В библиотеке я попросил выдать мне все медицинские журналы, какие есть, но у них был только «Медицинский журнал Новой Зеландии». Я просмотрел все номера за последние пять лет. Ни одного упоминания моей болезни я не нашел, но решил, что Новая Зеландия, наверное, слишком маленькая. Отец говорил, болезнь невероятно редкая.
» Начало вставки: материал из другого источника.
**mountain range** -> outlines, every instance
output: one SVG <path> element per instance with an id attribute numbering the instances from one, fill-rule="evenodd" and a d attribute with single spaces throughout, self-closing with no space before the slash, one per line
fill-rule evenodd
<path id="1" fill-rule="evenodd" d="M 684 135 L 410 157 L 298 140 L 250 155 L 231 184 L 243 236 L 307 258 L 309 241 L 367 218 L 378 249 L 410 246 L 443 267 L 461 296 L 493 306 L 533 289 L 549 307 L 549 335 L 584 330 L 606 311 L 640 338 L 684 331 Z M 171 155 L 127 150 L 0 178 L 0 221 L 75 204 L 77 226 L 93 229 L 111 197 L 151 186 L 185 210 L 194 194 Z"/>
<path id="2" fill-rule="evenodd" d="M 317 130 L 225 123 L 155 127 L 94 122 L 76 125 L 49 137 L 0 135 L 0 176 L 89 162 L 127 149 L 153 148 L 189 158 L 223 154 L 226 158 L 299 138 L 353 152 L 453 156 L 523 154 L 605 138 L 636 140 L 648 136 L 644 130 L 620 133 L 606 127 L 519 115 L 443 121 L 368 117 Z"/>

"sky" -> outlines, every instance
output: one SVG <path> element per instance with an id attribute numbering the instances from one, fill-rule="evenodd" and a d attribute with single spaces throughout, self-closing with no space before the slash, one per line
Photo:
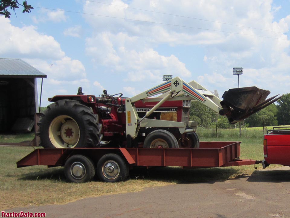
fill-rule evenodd
<path id="1" fill-rule="evenodd" d="M 221 98 L 238 87 L 235 67 L 240 87 L 290 92 L 290 0 L 27 1 L 31 13 L 0 15 L 0 58 L 47 75 L 42 106 L 80 87 L 132 97 L 165 74 Z"/>

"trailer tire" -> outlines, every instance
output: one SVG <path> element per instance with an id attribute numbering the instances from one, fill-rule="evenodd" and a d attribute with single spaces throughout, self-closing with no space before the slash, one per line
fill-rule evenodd
<path id="1" fill-rule="evenodd" d="M 95 166 L 90 159 L 76 154 L 67 159 L 64 165 L 64 173 L 71 182 L 85 183 L 90 181 L 95 173 Z"/>
<path id="2" fill-rule="evenodd" d="M 102 136 L 98 115 L 76 101 L 60 100 L 48 106 L 37 125 L 39 145 L 45 148 L 98 147 Z"/>
<path id="3" fill-rule="evenodd" d="M 178 142 L 170 132 L 164 130 L 157 130 L 151 132 L 146 137 L 143 147 L 178 148 Z"/>
<path id="4" fill-rule="evenodd" d="M 182 142 L 182 139 L 181 137 L 178 140 L 179 147 L 183 148 L 198 148 L 199 147 L 199 139 L 196 133 L 185 133 L 185 137 L 183 139 L 183 142 Z"/>
<path id="5" fill-rule="evenodd" d="M 105 154 L 100 159 L 97 164 L 97 174 L 99 179 L 106 182 L 124 181 L 129 173 L 127 164 L 116 154 Z"/>

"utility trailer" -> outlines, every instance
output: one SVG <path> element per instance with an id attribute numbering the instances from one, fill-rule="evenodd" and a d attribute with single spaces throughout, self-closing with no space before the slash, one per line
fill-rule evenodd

В библиотеке согласились заказать мне выпуски «Британского медицинского журнала», «Медицинского журнала Новой Англии» и «Журнала Американской медицинской ассоциации». Все эти журналы цитировались в новозеландском. Я вспомнил про «мальчика из пузыря». Мог он быть единственным ребенком, страдавшим от тяжелого комбинированного иммунодефицита? Насколько сильно это отличалось от моей болезни? Как отец смог меня диагностировать в такой маленькой стране, как Ирландия?
Даже когда я начал сам ходить в магазин, в библиотеку и продавать овощи, с людьми я взаимодействовал только в шапке с ушами, перчатках и еще на всякий случай в нескольких слоях одежды, несмотря на дискомфорт в летние месяцы, когда на остальных мальчишках были только шорты и майки. Я специально отрастил длинные волосы, чтобы они закрывали шею. Я планировал отрастить бороду, но растительность у меня на лице все еще была редкой. Я знал, люди вокруг считали мой вид странным, но отец говорил, что им бесполезно что-либо объяснять, ведь они все равно не поймут. Несмотря на всю мою осторожность, в меня несколько раз врезались, и я каждый раз жутко пугался, но контакта с кожей не произошло ни разу. Отец сам занимался стоматологией, так что мои зубы были в порядке. У меня был хронический тонзиллит, но отцу всегда удавалось достать антибиотиков, чтобы с ним справляться. Я никогда не был у врача. Видимо, время пришло.